Tapi begitu aku membeli sesuatu darinya, ia sumringah. “Oh, ini, Mas, ini. Nih. Tisunya, ini minumannya. Semua jadi dua ribu rupiah.” Lelaki bertubuh bungkuk itu menyodorkan sebungkus tisu dan minuman dingin yang bikin tenggorokan merengek-rengek. Tersadar karena dompet di sakuku tak menyimpan uang recehan, akhirnya aku mengais-ngais ransel hingga ke pelosok-pelosoknya untuk mencari uang receh yang barangkali terselip. “Ah, ini Bang. Makasih ya.”
Aku menancapkan sedotan ke gelas minuman itu. Dengan segenap nafsu aku menyedot habis isi dari gelas plastik itu. Panas yang bergejolak dalam tubuhku sedikit teredam. Aku bisa dengan tenang melihat-lihat jalan raya yang menyajikan pemandangan monoton, kalau tidak kemacetan, ya huru-hara pemuda yang tawuran, kalau tidak itu ya kecelakaan. Itu hal yang lumrah di Jakarta. Merasa sendiri dan tak ada yang mengusik, aku pun menyingkirkan ranselku yang masih menganga usai berburu uang recehan tadi ke bangku kosong di sebelahku. Akhirnya aku bisa menguasai bangku sendiri tanpa beban yang menempel di tubuh.
“Tanah Abang, Mas! Tanah Abang!” Si kondektur berseru lagi, ada calon penumpang yang hendak naik. Bus berguncang pelan, ada orang yang naik rupanya. Seorang pemuda sebaya denganku duduk manis di bangku seberang. Kemudian disusul seorang wanita yang menggendong bayinya, ia tampak susah payah membawa barang bawaannya tanpa dampingan seorang lelaki. Ia mengambil tempat di depan pemuda yang tadi datang di awal. Merasa penumpang sudah cukup, bus pun berjalan.
Tapi kira-kira dua puluh meter bergerak, bus berhenti. Sang kondektur kembali mengetuk-ngetuk koin ke kaca. Tiga orang pria naik sekaligus. Satu di antara mereka membawa karung goni. Ia duduk di bangku paling belakang, yang satu lagi duduk di sebelahnya sambil membaca koran, sisanya duduk di bangku paling depan. Bus pun kembali melaju. Angin sepoi-sepoi membawa kenikmatan tersendiri bagiku. Lalu lintas keramaian dan gedung-gedung pencakar langit yang ku pandang lewat jendela jadi penawar kesal yang menjemu sedari tadi.

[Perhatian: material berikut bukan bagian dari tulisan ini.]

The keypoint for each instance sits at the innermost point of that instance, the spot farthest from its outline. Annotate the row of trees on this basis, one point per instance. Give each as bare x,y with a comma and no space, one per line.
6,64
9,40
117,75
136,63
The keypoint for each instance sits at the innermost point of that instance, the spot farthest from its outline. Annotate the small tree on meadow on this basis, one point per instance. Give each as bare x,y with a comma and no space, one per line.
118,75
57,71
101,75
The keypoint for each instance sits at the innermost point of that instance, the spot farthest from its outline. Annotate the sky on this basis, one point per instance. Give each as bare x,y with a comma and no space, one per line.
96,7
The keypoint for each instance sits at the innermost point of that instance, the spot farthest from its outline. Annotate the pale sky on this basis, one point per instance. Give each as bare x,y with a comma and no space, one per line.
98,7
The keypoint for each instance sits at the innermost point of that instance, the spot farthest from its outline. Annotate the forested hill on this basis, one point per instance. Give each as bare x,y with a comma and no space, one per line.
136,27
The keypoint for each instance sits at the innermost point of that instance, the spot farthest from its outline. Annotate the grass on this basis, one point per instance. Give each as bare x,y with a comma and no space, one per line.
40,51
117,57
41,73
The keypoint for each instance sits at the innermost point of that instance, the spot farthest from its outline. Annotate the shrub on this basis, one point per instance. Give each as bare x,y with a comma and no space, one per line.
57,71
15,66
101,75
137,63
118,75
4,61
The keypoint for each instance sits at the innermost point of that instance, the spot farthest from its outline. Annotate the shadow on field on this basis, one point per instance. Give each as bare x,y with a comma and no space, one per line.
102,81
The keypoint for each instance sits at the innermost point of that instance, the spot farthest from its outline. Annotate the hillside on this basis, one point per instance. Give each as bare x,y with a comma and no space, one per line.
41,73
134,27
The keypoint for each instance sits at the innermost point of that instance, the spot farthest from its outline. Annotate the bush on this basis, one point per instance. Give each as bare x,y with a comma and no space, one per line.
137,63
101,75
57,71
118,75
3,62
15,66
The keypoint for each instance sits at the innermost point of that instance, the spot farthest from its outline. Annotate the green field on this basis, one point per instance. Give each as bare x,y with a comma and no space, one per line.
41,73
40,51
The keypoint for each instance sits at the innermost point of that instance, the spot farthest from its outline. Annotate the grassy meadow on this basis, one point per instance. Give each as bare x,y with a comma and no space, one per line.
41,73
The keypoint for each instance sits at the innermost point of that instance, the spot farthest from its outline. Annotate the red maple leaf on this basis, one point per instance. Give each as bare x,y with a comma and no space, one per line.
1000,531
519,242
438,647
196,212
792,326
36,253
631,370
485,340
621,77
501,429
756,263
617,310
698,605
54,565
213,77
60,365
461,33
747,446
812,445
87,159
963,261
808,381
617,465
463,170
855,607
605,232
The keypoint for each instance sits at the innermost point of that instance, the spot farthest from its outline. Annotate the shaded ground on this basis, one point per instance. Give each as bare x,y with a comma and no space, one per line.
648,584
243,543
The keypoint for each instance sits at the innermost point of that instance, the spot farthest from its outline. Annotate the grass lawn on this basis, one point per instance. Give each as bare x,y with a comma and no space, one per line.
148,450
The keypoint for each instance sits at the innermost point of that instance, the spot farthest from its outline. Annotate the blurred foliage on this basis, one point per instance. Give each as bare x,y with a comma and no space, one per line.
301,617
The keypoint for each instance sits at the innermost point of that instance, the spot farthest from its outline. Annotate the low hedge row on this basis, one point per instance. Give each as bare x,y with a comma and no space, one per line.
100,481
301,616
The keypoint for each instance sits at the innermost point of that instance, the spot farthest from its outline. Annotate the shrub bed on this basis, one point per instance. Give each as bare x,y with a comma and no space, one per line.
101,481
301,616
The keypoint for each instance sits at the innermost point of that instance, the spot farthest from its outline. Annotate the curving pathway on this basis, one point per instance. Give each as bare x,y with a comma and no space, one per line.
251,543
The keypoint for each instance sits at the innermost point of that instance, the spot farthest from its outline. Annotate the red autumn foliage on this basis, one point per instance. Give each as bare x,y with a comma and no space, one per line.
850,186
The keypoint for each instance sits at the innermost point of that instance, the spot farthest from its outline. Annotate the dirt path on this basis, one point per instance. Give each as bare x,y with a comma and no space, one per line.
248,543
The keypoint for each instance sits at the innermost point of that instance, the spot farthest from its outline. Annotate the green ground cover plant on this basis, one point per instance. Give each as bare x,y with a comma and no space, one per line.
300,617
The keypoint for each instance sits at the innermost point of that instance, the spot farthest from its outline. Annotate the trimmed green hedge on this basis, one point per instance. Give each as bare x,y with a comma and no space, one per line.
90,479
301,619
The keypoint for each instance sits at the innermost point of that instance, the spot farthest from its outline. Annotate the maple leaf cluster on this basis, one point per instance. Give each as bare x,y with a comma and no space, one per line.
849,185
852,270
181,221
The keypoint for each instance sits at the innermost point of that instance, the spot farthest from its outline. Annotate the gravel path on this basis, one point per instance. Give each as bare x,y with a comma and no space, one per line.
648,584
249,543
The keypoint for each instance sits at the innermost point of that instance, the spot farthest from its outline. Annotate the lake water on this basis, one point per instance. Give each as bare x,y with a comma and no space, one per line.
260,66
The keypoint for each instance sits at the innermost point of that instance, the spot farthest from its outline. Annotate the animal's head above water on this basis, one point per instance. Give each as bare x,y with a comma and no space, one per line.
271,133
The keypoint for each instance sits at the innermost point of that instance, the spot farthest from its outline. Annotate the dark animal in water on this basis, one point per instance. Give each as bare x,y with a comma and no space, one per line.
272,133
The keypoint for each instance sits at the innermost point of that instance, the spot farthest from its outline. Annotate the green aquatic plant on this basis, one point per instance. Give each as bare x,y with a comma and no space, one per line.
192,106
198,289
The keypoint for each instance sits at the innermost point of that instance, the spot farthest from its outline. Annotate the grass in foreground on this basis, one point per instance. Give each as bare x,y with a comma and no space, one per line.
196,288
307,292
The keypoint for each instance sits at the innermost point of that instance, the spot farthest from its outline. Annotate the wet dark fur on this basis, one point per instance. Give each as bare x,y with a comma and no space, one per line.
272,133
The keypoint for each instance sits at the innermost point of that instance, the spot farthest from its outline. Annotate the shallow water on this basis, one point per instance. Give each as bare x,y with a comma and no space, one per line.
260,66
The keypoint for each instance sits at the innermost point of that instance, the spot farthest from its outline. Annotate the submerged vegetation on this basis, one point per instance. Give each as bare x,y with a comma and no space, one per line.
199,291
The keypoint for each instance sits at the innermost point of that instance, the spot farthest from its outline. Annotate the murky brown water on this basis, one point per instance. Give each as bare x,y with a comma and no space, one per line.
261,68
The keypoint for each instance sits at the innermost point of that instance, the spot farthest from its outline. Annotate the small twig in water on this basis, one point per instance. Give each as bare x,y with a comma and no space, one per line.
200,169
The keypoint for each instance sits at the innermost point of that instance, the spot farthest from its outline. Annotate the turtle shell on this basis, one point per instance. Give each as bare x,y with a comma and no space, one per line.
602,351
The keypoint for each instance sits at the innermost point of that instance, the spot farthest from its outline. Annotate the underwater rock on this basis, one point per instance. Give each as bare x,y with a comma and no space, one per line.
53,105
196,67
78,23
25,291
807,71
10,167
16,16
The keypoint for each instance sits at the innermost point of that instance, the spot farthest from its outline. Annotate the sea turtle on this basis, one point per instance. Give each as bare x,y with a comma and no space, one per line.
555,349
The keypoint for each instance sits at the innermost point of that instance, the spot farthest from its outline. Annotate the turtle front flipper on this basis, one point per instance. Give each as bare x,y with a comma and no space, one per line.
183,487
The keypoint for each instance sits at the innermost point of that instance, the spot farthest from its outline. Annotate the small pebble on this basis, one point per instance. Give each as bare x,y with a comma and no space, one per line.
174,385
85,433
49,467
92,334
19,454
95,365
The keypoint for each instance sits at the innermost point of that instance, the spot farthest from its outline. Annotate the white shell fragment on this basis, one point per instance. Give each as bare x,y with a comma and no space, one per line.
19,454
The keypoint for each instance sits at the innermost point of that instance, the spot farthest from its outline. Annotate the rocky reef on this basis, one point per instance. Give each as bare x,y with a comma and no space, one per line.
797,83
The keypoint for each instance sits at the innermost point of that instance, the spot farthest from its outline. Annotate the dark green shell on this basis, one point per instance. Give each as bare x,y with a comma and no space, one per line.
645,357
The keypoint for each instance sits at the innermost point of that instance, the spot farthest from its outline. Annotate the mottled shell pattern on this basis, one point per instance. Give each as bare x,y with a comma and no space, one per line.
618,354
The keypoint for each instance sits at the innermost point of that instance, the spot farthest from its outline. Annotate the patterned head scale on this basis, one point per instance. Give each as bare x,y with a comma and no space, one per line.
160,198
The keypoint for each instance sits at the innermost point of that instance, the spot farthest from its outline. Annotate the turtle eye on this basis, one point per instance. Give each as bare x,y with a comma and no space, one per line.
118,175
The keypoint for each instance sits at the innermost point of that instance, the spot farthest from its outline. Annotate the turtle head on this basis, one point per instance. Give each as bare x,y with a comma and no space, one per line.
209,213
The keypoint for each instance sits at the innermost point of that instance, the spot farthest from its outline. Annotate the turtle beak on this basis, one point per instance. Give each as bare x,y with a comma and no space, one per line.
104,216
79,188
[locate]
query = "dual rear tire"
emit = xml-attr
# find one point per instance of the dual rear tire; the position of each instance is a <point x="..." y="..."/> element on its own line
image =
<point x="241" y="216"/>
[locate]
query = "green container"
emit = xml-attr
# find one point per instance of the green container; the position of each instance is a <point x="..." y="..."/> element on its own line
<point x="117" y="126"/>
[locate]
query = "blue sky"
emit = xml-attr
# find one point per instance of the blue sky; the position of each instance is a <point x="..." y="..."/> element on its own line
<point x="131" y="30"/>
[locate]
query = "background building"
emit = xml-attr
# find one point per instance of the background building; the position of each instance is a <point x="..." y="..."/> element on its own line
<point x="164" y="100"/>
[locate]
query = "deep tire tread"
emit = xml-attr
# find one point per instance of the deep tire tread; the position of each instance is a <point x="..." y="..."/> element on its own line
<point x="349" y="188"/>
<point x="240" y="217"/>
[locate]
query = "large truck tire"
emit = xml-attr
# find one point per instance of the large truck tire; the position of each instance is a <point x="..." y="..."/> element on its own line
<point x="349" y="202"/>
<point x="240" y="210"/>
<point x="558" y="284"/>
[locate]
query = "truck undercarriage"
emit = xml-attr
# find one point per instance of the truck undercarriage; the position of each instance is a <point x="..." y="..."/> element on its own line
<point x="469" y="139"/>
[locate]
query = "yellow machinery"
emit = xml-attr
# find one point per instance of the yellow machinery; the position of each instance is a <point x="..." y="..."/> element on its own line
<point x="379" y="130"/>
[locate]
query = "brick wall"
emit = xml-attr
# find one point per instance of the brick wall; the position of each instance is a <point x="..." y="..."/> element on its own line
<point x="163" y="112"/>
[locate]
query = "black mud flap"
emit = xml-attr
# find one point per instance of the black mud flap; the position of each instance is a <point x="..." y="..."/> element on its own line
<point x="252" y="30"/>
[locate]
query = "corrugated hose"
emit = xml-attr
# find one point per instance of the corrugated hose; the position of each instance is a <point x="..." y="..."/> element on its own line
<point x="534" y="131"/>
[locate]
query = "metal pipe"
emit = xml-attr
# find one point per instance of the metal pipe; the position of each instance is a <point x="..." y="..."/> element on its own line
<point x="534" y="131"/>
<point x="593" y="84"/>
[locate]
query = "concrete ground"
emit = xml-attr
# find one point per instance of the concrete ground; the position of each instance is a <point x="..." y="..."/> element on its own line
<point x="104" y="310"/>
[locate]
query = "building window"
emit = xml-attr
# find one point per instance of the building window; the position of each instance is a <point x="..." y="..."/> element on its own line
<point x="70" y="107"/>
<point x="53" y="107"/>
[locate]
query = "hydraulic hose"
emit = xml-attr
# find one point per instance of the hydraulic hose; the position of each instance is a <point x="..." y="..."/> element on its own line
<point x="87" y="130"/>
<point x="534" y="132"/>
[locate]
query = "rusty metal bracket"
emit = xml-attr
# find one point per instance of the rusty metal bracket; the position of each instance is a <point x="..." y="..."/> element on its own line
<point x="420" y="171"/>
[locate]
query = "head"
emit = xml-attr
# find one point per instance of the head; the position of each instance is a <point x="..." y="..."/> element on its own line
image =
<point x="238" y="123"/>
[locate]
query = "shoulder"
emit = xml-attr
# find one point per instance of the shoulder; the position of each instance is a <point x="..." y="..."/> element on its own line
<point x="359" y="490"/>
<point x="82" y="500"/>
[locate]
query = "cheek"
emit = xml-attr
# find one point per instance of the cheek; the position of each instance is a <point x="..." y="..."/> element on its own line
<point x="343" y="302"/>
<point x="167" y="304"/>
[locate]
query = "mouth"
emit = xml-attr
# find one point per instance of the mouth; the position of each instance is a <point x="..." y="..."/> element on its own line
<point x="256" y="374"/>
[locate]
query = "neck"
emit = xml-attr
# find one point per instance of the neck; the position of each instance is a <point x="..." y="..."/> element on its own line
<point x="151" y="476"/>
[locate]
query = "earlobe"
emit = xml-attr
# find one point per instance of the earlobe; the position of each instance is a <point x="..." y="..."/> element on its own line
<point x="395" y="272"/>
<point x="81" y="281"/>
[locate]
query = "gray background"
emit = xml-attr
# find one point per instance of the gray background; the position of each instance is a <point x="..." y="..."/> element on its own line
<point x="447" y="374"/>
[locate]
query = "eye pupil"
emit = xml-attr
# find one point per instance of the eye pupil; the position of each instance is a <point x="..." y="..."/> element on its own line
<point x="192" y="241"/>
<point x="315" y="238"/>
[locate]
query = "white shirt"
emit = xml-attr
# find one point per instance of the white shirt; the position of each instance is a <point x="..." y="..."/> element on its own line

Duduk di dekat jendela seakan menjadi dambaan setiap orang yang menjadi penumpang bus kota. Sayangnya kenikmatan itu agak terusik dengan pembicaraan orang-orang di sekitarku. Sehingga aku harus mengalihkan pandangan untuk menyaksikan obrolan yang tidak penting itu. Awalnya ku dengar kicauan burung yang begitu merdu. Merdu sekali. Terdengarnya seperti burung beo, si burung dengan sejuta talenta. Suaranya dapat menduplikasikan suara apa pun yang akrab dengannya.
“Itu burung, Pak?” tanya pria yang duduk di bangku paling depan. Perhatiannya tercuri oleh suara itu. Ia menolehkan kepalanya ke belakang. “Oh, ini? Iya, Pak. Burung beo.” Jawabnya setengah teriak, lantaran beradu dengan deru mesin bus, ditambah jarak yang lumayan jauh. “Pantas. Dari tadi berisik.”
“Duh, maaf, ya. Gara-gara burung piaraan saya semua jadi keganggu. Maaf, ya.” Ia meminta maaf pada semua yang duduk di dalam bus, termasuk aku. “Itu burung beli di mana, Pak? Pasti mahal, ya?” Tiba-tiba pemuda yang sebaya denganku itu menimpali, seolah-olah ia sudah akrab dengan si bapak pembawa burung.
“Duh, maaf, ya. Gara-gara burung piaraan saya semua jadi keganggu. Maaf, ya.” Ia meminta maaf pada semua yang duduk di dalam bus, termasuk aku. “Itu burung beli di mana, Pak? Pasti mahal, ya?” Tiba-tiba pemuda yang sebaya denganku itu menimpali, seolah-olah ia sudah akrab dengan si bapak pembawa burung.
“Saya beli di Pasar Burung, deket Cipinang sana. Mahal, Mas.”
“Berapa, Pak?” Lanjutnya. “Waduh, pokoknya saya beli ini sampai bela-belain jual TV, saking mahalnya. Nggak tahu deh berapa harganya. Saya nggak ngerti masalah burung, Mas. Anak saya paling jago urusan ini.”
“Terus mau dibawa ke mana tuh burung?” Sahut pria paling depan. Sambil bertingkah sibuk mendiamkan burung yang semakin rewel itu si bapak tadi menjawab, “Mau saya bawa ke Tanah Abang buat disimpan di rumah anak saya dulu biar diurus. Anak saya paham betul mengurus burung.”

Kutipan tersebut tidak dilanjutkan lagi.